Recruits from all over the Commonwealth — Britain and every corner of its former empire — and many American flyboys, before they had their own war, came to Canada. Far from the front lines and out of range of German bombers, over a hundred thousand aircrew were trained — pilots, wireless operators, air gunners and navigators. They got their wings and fed the skies overseas, where they died in droves — most of them on night bombing missions, seven to a crew, in broad moonlight.

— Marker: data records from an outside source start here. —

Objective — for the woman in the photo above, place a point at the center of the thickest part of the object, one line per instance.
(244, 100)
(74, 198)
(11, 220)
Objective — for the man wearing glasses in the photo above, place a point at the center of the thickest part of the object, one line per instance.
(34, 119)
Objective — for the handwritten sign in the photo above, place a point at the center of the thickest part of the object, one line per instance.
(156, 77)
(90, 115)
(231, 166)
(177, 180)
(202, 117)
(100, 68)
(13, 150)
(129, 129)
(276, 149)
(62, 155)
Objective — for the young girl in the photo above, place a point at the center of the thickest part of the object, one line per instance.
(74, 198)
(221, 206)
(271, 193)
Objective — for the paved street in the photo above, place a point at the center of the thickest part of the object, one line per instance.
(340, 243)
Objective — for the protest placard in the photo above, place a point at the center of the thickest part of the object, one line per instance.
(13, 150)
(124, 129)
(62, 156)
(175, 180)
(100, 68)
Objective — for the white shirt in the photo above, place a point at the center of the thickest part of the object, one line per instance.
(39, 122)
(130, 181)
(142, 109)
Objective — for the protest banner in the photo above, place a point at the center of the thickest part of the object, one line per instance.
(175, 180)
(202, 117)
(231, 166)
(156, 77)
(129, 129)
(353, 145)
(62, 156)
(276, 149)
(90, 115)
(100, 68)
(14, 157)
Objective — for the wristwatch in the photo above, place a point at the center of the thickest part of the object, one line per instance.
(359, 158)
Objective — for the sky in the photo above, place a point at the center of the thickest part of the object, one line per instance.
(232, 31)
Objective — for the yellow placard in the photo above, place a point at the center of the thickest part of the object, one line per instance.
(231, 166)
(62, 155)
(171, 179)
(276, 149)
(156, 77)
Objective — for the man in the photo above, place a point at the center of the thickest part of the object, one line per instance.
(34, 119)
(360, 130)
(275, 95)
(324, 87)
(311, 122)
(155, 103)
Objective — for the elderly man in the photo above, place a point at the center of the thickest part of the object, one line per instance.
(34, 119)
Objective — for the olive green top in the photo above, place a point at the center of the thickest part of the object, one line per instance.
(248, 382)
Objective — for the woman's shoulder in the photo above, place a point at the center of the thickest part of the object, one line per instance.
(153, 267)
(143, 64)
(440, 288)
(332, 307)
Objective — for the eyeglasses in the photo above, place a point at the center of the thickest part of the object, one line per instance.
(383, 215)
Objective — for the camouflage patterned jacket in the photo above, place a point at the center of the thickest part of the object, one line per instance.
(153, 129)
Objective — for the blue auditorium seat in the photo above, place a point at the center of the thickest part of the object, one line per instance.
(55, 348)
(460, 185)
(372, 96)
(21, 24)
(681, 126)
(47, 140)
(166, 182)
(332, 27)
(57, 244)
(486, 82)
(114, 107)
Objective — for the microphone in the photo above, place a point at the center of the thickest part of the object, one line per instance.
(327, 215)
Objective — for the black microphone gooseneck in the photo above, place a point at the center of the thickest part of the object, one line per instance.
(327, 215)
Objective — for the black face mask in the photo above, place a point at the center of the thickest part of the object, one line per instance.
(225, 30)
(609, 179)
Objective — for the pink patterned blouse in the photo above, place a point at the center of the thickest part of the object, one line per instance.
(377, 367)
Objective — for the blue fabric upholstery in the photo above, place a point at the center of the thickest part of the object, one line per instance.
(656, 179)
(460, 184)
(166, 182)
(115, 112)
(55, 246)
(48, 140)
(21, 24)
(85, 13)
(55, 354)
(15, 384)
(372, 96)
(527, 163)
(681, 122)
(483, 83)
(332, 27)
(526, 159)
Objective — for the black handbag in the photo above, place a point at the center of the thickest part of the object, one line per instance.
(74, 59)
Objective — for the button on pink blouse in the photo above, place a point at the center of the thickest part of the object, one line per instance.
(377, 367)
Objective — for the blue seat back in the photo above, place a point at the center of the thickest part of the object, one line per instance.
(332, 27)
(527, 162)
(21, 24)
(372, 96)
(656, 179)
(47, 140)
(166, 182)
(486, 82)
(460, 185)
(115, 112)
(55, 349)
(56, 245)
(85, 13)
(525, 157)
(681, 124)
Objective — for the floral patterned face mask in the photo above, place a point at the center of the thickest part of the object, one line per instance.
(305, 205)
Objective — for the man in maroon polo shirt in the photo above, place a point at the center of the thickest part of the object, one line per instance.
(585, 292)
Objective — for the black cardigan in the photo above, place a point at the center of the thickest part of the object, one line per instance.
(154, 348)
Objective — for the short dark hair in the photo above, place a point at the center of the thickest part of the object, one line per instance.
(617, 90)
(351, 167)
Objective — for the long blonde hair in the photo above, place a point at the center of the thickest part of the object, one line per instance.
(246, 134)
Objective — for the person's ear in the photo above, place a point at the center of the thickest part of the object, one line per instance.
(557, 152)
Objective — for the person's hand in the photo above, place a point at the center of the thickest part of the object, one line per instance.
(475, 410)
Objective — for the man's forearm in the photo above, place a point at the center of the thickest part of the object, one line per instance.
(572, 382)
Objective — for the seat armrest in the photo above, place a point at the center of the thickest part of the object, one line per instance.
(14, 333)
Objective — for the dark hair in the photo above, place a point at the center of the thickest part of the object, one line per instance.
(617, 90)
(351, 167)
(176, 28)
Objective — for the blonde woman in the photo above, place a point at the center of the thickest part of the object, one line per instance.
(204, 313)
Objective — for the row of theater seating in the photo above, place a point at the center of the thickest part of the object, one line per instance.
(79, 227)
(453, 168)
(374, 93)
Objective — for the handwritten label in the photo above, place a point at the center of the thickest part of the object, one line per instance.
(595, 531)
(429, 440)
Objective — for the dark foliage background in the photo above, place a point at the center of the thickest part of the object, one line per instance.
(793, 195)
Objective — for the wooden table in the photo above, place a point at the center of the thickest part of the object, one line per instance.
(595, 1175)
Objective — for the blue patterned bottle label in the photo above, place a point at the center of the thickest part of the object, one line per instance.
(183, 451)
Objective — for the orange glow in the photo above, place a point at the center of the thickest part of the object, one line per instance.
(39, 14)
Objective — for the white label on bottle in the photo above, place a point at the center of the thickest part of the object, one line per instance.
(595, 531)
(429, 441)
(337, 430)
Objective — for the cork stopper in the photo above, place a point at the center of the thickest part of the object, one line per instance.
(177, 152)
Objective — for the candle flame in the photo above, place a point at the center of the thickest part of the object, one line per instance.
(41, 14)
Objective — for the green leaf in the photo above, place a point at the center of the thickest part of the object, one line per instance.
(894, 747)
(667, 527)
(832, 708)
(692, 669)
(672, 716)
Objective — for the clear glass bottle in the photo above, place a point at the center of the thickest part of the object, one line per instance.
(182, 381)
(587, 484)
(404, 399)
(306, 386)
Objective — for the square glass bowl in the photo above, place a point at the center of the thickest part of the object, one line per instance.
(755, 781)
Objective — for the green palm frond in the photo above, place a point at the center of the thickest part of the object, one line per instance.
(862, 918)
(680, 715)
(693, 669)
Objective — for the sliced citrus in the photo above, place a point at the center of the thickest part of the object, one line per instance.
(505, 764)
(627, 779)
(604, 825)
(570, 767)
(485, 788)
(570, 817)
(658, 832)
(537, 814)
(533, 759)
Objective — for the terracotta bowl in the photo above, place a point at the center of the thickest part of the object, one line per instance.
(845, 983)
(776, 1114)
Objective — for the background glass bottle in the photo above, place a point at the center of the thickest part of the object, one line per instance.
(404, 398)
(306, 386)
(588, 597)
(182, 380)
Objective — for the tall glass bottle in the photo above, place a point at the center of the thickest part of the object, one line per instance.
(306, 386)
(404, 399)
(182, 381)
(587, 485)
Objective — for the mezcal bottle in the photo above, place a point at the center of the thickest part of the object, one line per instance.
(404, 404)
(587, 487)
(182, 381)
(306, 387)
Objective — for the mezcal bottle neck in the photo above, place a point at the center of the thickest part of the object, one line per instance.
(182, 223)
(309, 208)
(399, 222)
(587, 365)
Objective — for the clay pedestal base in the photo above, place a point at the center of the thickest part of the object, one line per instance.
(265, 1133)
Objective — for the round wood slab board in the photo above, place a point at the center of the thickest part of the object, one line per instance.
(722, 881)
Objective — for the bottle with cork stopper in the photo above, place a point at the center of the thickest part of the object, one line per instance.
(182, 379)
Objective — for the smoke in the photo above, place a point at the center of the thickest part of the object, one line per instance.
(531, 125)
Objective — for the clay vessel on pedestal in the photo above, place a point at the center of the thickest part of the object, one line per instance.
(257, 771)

At that time Centralia was a Service Flying Training School, last stop before operational training in England, followed by the real thing. Jack was ready to go to England when he pinwheeled in his twin-engine Anson and exploded in the field south of the landing strip. Just short of the ditch. You can see the fringe of longer grass out beyond the taxiway. They pinned a gong on him for valour because he had done the right thing. It felt like reflex at the time but, as it turned out, Jack had made a courageous decision in the air, though not in active operations against the enemy .

Last April, when he got his posting notice, Jack laughed. Centralia. Son of a gun. Considered asking for an extension of his European tour of duty, but when he told Mimi, she said, “I want to go home, Jack.” In all the years of their marriage they had spent only four in their own country. She said, “I want our next baby to be born in Canada.” He smiled, needing no more persuasion than her desire for a third child. She loved Europe, but it was time. Time for the kids to know their country. Time, he knew, although she didn’t say, to put some distance between them and the Cold War. When the Wall had gone up last summer, she had said, “We’re too far from home.”